The Obama camp has been a virtual proving ground for new social media technologies. During the last presidential election, it was the first to embrace social media and took advantage of Facebook, Twitter, and YouTube in a way that the opposing McCain campaign came nowhere close to matching.(Obama had millions more Facebook “fans” than McCain, as well as social media savvy supporters like Will.i.am, whose “Yes We Can” video, released on YouTube in February 2008, was quickly viewed more than 20 million times.)
Yet if Republicans lagged in the last election, research suggests they’ve since bridged the social media gap, and Tim Schigel, founder of ShareThis, a venture-backed maker of a widely used content sharing widget, is leading the charge.
Schigel joined the Romney campaign last year as a top technology adviser, partly to oversee the development of a Facebook application called Social Victory Center. (It’s now used by volunteers to organize, read up on talking points, and to otherwise engage and promote Romney’s cause.) Schigel is also trying to help the campaign to understand why and when people share content.
Schigel didn’t respond to several requests for comment, but in a May interview with Christian Science Monitor, he sounded very interested in new technologies that could give his candidate an edge. “There’s a lot of learning from the past but … to rely too much on technology that was used in the past…might actually be something that slows down the Obama team because they’ve built so much….We don’t have that baggage.”

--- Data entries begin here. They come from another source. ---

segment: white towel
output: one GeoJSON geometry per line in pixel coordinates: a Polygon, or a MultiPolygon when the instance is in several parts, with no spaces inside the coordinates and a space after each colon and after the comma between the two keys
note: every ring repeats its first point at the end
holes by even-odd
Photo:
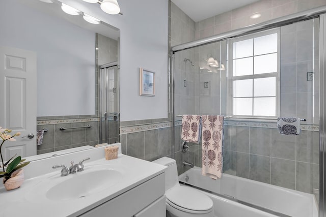
{"type": "Polygon", "coordinates": [[[278,117],[277,127],[281,134],[295,135],[301,132],[300,118],[298,117],[278,117]]]}
{"type": "Polygon", "coordinates": [[[41,145],[43,143],[43,136],[44,135],[44,131],[43,130],[39,130],[37,131],[36,134],[36,145],[41,145]]]}
{"type": "Polygon", "coordinates": [[[200,115],[191,114],[182,115],[181,139],[187,142],[198,143],[201,129],[200,124],[200,115]]]}
{"type": "Polygon", "coordinates": [[[216,179],[222,177],[224,118],[220,115],[202,115],[202,174],[216,179]]]}

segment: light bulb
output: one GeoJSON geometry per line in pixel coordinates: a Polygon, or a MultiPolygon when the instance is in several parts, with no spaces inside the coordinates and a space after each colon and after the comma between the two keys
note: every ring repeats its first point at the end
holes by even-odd
{"type": "Polygon", "coordinates": [[[213,67],[213,68],[218,68],[219,67],[219,63],[218,62],[218,60],[214,60],[214,63],[212,64],[210,64],[209,65],[210,67],[213,67]]]}
{"type": "Polygon", "coordinates": [[[53,3],[53,2],[51,0],[40,0],[40,1],[45,2],[45,3],[53,3]]]}
{"type": "Polygon", "coordinates": [[[100,22],[100,20],[98,19],[96,19],[96,18],[92,17],[92,16],[90,16],[87,14],[85,14],[85,13],[84,13],[83,18],[84,20],[86,20],[90,23],[99,24],[100,22]]]}
{"type": "Polygon", "coordinates": [[[110,14],[117,14],[120,12],[120,8],[117,0],[103,0],[101,4],[101,9],[110,14]]]}
{"type": "Polygon", "coordinates": [[[79,11],[65,4],[61,4],[61,9],[63,11],[71,15],[78,15],[79,14],[78,13],[79,11]]]}
{"type": "Polygon", "coordinates": [[[83,0],[84,2],[88,2],[89,3],[97,3],[98,0],[83,0]]]}
{"type": "Polygon", "coordinates": [[[214,64],[215,63],[215,59],[213,57],[208,58],[208,60],[207,60],[207,65],[211,65],[212,64],[214,64]]]}

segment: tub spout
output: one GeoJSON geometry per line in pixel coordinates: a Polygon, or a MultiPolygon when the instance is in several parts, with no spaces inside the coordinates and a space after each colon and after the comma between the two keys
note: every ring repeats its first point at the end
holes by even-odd
{"type": "Polygon", "coordinates": [[[183,164],[183,166],[184,166],[185,167],[186,166],[191,167],[192,168],[194,167],[193,164],[192,164],[191,163],[188,163],[185,161],[183,161],[183,162],[182,162],[182,164],[183,164]]]}

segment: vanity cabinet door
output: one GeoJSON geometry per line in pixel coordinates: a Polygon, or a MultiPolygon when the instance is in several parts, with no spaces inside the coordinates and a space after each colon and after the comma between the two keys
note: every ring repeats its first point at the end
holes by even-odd
{"type": "Polygon", "coordinates": [[[145,209],[134,215],[134,217],[165,217],[166,205],[165,195],[158,198],[145,209]]]}

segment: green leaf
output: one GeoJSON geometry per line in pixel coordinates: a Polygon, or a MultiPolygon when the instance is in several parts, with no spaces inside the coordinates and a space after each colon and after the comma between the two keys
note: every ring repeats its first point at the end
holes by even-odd
{"type": "Polygon", "coordinates": [[[7,172],[0,172],[0,175],[7,174],[7,172]]]}
{"type": "Polygon", "coordinates": [[[7,173],[10,173],[12,171],[14,171],[15,168],[16,168],[16,167],[17,167],[17,166],[19,164],[19,162],[20,162],[21,160],[21,157],[20,156],[18,156],[16,158],[8,165],[8,166],[7,167],[6,172],[7,173]]]}
{"type": "Polygon", "coordinates": [[[10,162],[10,161],[11,161],[12,160],[13,158],[15,158],[15,157],[17,155],[17,154],[15,154],[14,156],[13,156],[12,157],[12,158],[11,158],[10,159],[9,159],[9,160],[8,161],[7,161],[7,162],[6,162],[6,163],[5,163],[4,166],[7,166],[7,164],[8,164],[9,163],[9,162],[10,162]]]}
{"type": "Polygon", "coordinates": [[[30,163],[30,162],[25,162],[23,164],[20,164],[17,167],[16,167],[16,168],[15,168],[15,170],[17,170],[18,169],[22,168],[24,167],[25,166],[26,166],[28,164],[29,164],[29,163],[30,163]]]}

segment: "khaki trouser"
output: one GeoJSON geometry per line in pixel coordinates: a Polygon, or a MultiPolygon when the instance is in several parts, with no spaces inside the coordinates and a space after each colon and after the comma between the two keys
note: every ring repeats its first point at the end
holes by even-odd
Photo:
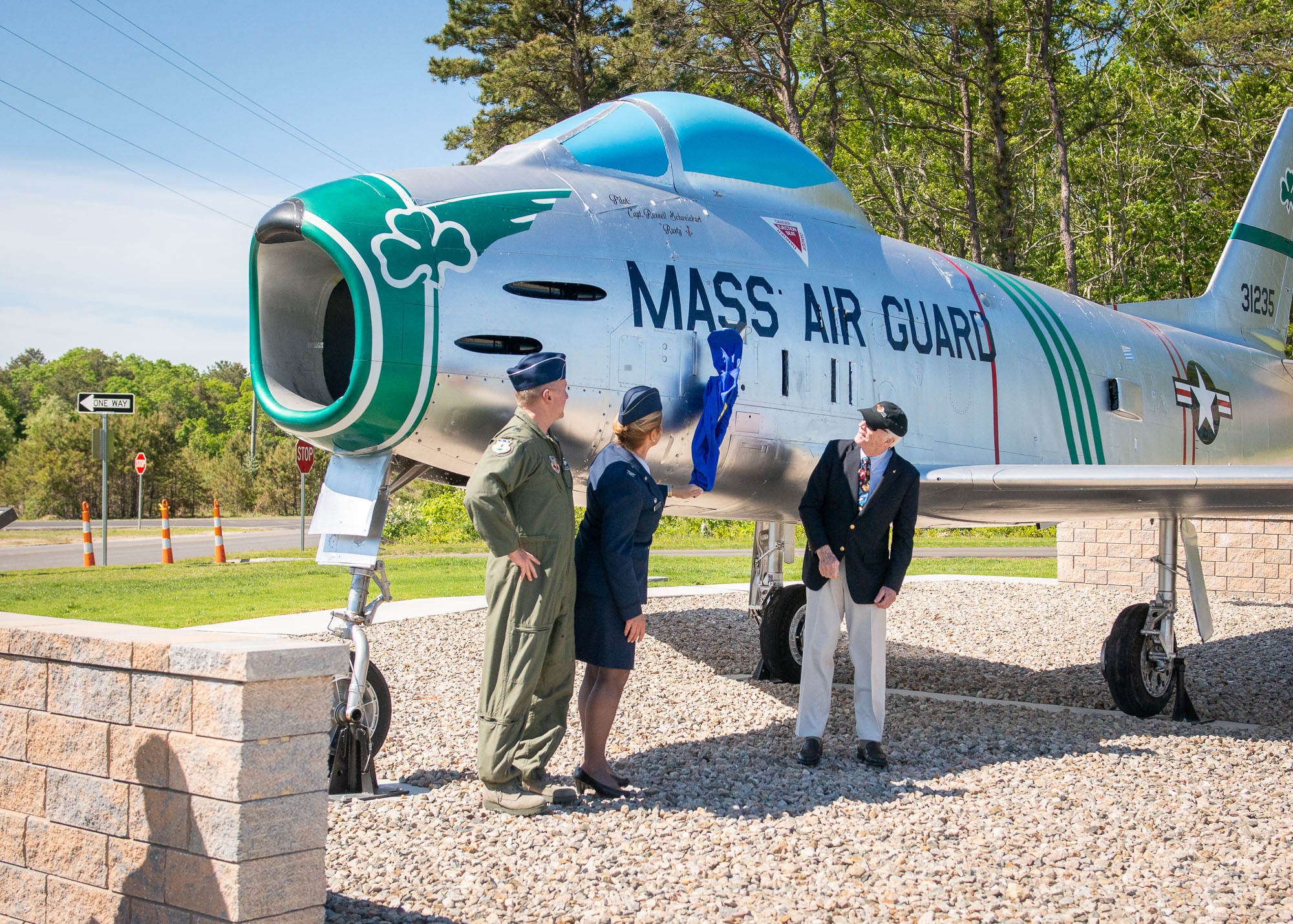
{"type": "MultiPolygon", "coordinates": [[[[534,554],[543,562],[543,551],[534,554]]],[[[574,615],[561,612],[569,594],[551,586],[539,567],[533,581],[506,558],[485,575],[489,615],[477,710],[476,767],[499,789],[547,766],[565,735],[574,691],[574,615]]]]}
{"type": "Polygon", "coordinates": [[[821,738],[826,730],[842,616],[848,622],[848,654],[853,660],[857,739],[878,742],[884,734],[884,611],[870,603],[853,602],[844,581],[843,562],[839,577],[828,580],[821,590],[808,591],[795,735],[821,738]]]}

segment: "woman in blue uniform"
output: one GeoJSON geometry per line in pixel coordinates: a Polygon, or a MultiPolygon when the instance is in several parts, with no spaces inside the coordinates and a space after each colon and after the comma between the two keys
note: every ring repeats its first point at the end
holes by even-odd
{"type": "Polygon", "coordinates": [[[646,634],[646,562],[665,512],[666,497],[698,497],[693,484],[657,484],[646,453],[663,435],[659,392],[630,388],[619,405],[615,440],[588,468],[587,512],[574,544],[574,651],[587,666],[579,687],[583,761],[575,767],[579,792],[628,795],[628,780],[606,762],[606,738],[619,696],[634,669],[634,650],[646,634]]]}

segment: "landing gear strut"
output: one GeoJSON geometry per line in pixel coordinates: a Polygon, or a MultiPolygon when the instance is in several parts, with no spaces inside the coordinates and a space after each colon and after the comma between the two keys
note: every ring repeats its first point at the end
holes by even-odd
{"type": "Polygon", "coordinates": [[[1171,718],[1197,722],[1186,691],[1186,659],[1177,648],[1178,529],[1186,544],[1199,634],[1205,642],[1212,635],[1193,524],[1165,516],[1159,520],[1159,554],[1152,559],[1159,566],[1159,593],[1149,603],[1135,603],[1118,613],[1100,648],[1100,670],[1115,704],[1129,716],[1157,716],[1175,692],[1171,718]]]}
{"type": "Polygon", "coordinates": [[[405,789],[379,789],[374,758],[390,730],[390,690],[369,660],[367,626],[378,607],[390,599],[387,568],[350,568],[350,594],[344,611],[334,611],[328,632],[354,643],[350,673],[332,678],[332,738],[328,745],[328,795],[400,796],[405,789]],[[380,593],[369,600],[370,582],[380,593]]]}
{"type": "Polygon", "coordinates": [[[803,664],[807,591],[786,585],[785,566],[795,560],[795,524],[754,524],[750,555],[750,617],[759,626],[756,681],[798,683],[803,664]]]}

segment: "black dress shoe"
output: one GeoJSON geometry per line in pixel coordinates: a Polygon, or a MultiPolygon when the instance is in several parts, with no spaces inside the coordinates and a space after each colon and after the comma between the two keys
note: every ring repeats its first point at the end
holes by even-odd
{"type": "Polygon", "coordinates": [[[857,760],[864,761],[866,766],[888,766],[888,757],[886,757],[884,752],[881,751],[879,742],[860,742],[857,744],[857,760]]]}
{"type": "Polygon", "coordinates": [[[574,776],[574,787],[575,789],[579,791],[581,796],[587,789],[592,789],[595,793],[597,793],[599,796],[604,796],[605,798],[619,798],[621,796],[632,798],[636,795],[631,789],[621,789],[618,786],[609,786],[606,783],[603,783],[591,773],[584,770],[582,766],[577,766],[574,769],[573,776],[574,776]]]}
{"type": "Polygon", "coordinates": [[[796,760],[806,767],[817,766],[817,761],[821,760],[821,739],[806,738],[804,745],[799,748],[799,757],[796,760]]]}

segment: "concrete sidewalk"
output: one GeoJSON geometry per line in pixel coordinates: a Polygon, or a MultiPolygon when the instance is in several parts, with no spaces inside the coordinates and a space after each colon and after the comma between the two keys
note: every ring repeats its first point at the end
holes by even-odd
{"type": "MultiPolygon", "coordinates": [[[[1054,577],[983,577],[979,575],[909,575],[906,584],[931,581],[992,581],[994,584],[1058,584],[1054,577]]],[[[707,594],[745,594],[749,584],[702,584],[689,588],[650,588],[649,599],[665,597],[700,597],[707,594]]],[[[339,603],[340,606],[340,603],[339,603]]],[[[376,624],[402,622],[423,616],[446,616],[485,608],[484,594],[478,597],[427,597],[418,600],[393,600],[378,607],[376,624]]],[[[314,635],[327,632],[331,610],[317,610],[306,613],[286,616],[261,616],[260,619],[237,620],[234,622],[215,622],[195,625],[184,632],[237,632],[247,635],[314,635]]]]}

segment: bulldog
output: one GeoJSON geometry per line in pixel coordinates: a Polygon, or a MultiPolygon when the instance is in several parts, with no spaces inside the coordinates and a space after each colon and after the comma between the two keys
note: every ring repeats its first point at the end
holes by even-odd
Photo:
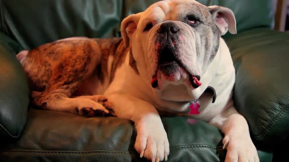
{"type": "Polygon", "coordinates": [[[160,114],[206,121],[224,134],[226,162],[259,162],[248,124],[232,100],[235,71],[221,38],[236,34],[229,9],[163,0],[121,24],[122,38],[71,38],[20,52],[33,104],[134,122],[140,157],[167,161],[160,114]]]}

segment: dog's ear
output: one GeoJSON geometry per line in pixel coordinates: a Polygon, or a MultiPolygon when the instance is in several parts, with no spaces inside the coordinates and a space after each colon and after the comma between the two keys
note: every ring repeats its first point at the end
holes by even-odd
{"type": "Polygon", "coordinates": [[[209,8],[213,20],[222,35],[225,35],[228,30],[233,34],[237,34],[236,19],[231,9],[216,5],[209,6],[209,8]]]}
{"type": "Polygon", "coordinates": [[[132,14],[124,19],[121,22],[120,32],[126,47],[129,46],[129,39],[137,29],[140,18],[139,14],[132,14]]]}

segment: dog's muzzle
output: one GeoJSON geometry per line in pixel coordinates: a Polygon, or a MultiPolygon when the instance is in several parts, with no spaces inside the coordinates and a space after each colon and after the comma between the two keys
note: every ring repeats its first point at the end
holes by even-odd
{"type": "MultiPolygon", "coordinates": [[[[180,56],[178,37],[180,36],[180,30],[179,25],[173,22],[168,21],[162,23],[157,30],[157,42],[160,44],[157,51],[157,70],[160,70],[165,75],[169,76],[172,73],[173,75],[174,71],[177,70],[176,69],[183,68],[190,75],[190,81],[192,86],[197,88],[202,84],[199,81],[200,77],[190,74],[179,59],[180,56]]],[[[153,77],[151,84],[153,88],[158,87],[156,74],[153,77]]]]}

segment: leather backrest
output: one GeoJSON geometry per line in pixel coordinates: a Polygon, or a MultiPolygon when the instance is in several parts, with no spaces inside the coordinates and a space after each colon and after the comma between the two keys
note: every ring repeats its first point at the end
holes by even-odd
{"type": "MultiPolygon", "coordinates": [[[[73,36],[120,36],[121,20],[145,9],[154,0],[2,0],[0,30],[25,49],[73,36]]],[[[199,0],[234,12],[238,31],[272,27],[271,0],[199,0]]]]}

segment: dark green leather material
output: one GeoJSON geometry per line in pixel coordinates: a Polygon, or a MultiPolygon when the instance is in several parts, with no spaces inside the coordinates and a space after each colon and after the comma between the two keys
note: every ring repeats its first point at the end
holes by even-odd
{"type": "Polygon", "coordinates": [[[238,110],[255,140],[280,144],[289,136],[289,34],[256,28],[226,40],[237,71],[238,110]]]}
{"type": "MultiPolygon", "coordinates": [[[[0,147],[0,161],[144,160],[134,148],[136,132],[128,120],[33,109],[28,111],[28,119],[20,140],[0,147]]],[[[162,118],[170,142],[168,162],[223,161],[225,151],[219,131],[206,122],[189,122],[188,119],[162,118]]],[[[262,162],[271,161],[271,154],[258,153],[262,162]]]]}
{"type": "MultiPolygon", "coordinates": [[[[0,31],[25,49],[64,38],[120,36],[121,20],[144,10],[156,0],[0,0],[0,31]]],[[[272,26],[271,0],[200,0],[231,8],[238,30],[272,26]],[[256,12],[258,11],[258,12],[256,12]]]]}
{"type": "Polygon", "coordinates": [[[119,0],[0,0],[0,31],[25,49],[70,37],[112,37],[121,5],[119,0]]]}
{"type": "Polygon", "coordinates": [[[18,46],[17,43],[0,32],[1,140],[19,136],[26,122],[29,102],[26,79],[10,45],[15,48],[18,46]]]}

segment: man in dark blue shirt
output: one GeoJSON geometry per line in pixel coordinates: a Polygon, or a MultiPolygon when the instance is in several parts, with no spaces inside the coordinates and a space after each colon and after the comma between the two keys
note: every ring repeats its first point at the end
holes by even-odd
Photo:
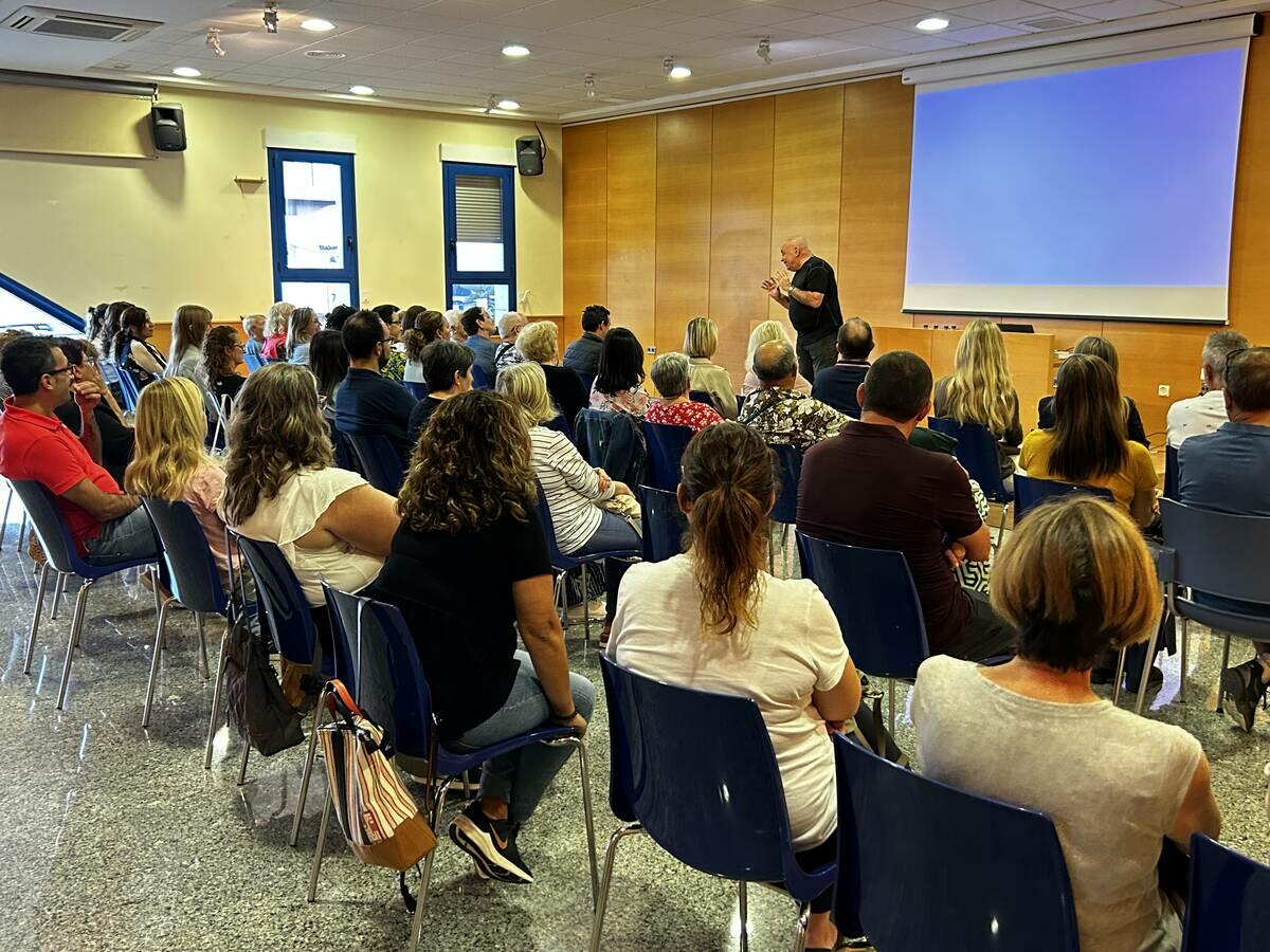
{"type": "Polygon", "coordinates": [[[410,392],[390,381],[380,369],[392,347],[387,327],[372,311],[358,311],[340,330],[348,352],[348,376],[335,388],[335,429],[363,437],[387,437],[401,457],[410,462],[410,413],[418,402],[410,392]]]}
{"type": "MultiPolygon", "coordinates": [[[[1238,515],[1270,515],[1270,348],[1234,350],[1226,363],[1226,414],[1214,433],[1191,437],[1177,448],[1177,499],[1186,505],[1238,515]]],[[[1267,614],[1262,604],[1196,595],[1214,607],[1267,614]]],[[[1252,730],[1257,703],[1270,683],[1270,644],[1253,642],[1257,655],[1222,673],[1222,707],[1240,727],[1252,730]]]]}
{"type": "Polygon", "coordinates": [[[869,354],[872,353],[872,327],[869,321],[852,317],[838,327],[837,348],[838,362],[815,374],[812,396],[859,420],[857,392],[869,373],[869,354]]]}

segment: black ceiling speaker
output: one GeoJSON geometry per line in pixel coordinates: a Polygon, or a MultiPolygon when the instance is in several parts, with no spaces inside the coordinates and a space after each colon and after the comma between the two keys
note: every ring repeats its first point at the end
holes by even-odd
{"type": "Polygon", "coordinates": [[[150,107],[150,131],[160,152],[184,152],[185,112],[180,103],[155,103],[150,107]]]}
{"type": "Polygon", "coordinates": [[[541,175],[546,149],[538,136],[521,136],[516,140],[516,168],[521,175],[541,175]]]}

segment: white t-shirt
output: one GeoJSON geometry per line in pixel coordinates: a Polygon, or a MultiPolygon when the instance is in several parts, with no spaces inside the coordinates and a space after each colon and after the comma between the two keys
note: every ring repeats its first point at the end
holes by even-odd
{"type": "Polygon", "coordinates": [[[323,580],[340,592],[361,592],[380,574],[384,560],[344,542],[337,542],[329,548],[301,548],[296,539],[312,531],[338,496],[366,485],[366,480],[356,472],[335,466],[301,470],[282,484],[278,495],[260,499],[246,522],[231,528],[248,538],[272,542],[282,550],[300,581],[305,599],[310,605],[324,605],[323,580]]]}
{"type": "Polygon", "coordinates": [[[767,572],[759,579],[757,628],[706,640],[692,556],[632,565],[617,595],[608,656],[671,684],[753,698],[776,751],[794,847],[810,849],[838,825],[833,745],[812,692],[842,680],[847,646],[814,583],[767,572]]]}

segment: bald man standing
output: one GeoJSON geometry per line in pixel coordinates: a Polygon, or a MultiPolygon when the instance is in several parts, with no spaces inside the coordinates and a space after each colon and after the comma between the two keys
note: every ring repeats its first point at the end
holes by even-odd
{"type": "Polygon", "coordinates": [[[785,270],[765,281],[763,291],[790,312],[790,324],[798,331],[799,373],[815,380],[818,371],[832,367],[838,359],[834,349],[842,326],[838,281],[829,263],[812,254],[801,236],[781,245],[781,264],[785,270]]]}

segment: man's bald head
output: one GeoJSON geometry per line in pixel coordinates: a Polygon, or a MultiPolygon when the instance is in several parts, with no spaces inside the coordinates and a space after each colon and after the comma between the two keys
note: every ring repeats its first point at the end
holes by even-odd
{"type": "Polygon", "coordinates": [[[754,352],[754,376],[770,387],[792,387],[798,382],[798,357],[787,340],[770,340],[754,352]]]}

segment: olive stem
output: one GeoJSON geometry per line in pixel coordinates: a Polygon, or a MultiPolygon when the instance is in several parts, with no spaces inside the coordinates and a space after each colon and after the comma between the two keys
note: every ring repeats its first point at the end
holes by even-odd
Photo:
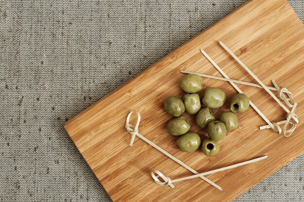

If Schigel is proven right, there’s little doubt we’ll be hearing more about him – and ShareThis – after the election. But venture capitalist Bill Gurley warns entrepreneurs and startups about identifying too closely with the campaigns they are serving.
While Gurley observes that plenty of platforms, including Twitter, “frequently see political commentary within their framework,” he says in an email that “any startup taking a stand on a candidate is a risky move,” particularly given today’s highly divisive political climate.
In fact, at least one startup tells me that it’s torn about promoting its work for a political group. Pankaj Taneja, spokesperson for HyperOffice, a Rockville, Md.-based collaboration software startup cofounded by serial entrepreneur Shervin Pishevar, says that it “deliberately decided not to do a major marketing push” around the the Tea Party’s use of its platform.
Asked if the Tea Party’s controversial reputation played a role in that decision, Tajena says that HyperOffice simply “didn’t want to create the impression of giving any one party some sort of endorsement.” He adds that HyperOffice views the Tea Party’s patronage as a “positive validation of our product” and that there was “little hesitation” to work with its members.
Ultimately, such validation should overweigh all other concerns, says Trippi. “I don’t think there’s a downside to participating in either the Romney or Obama campaign,” he says. No matter who wins, “You can always argue that these campaigns could have used anyone and they picked you or your app or your hardware.”
Of course, adds Trippi, “If you pick [the] right [campaign], it’s probably some of the biggest exposure you could ever hope for.”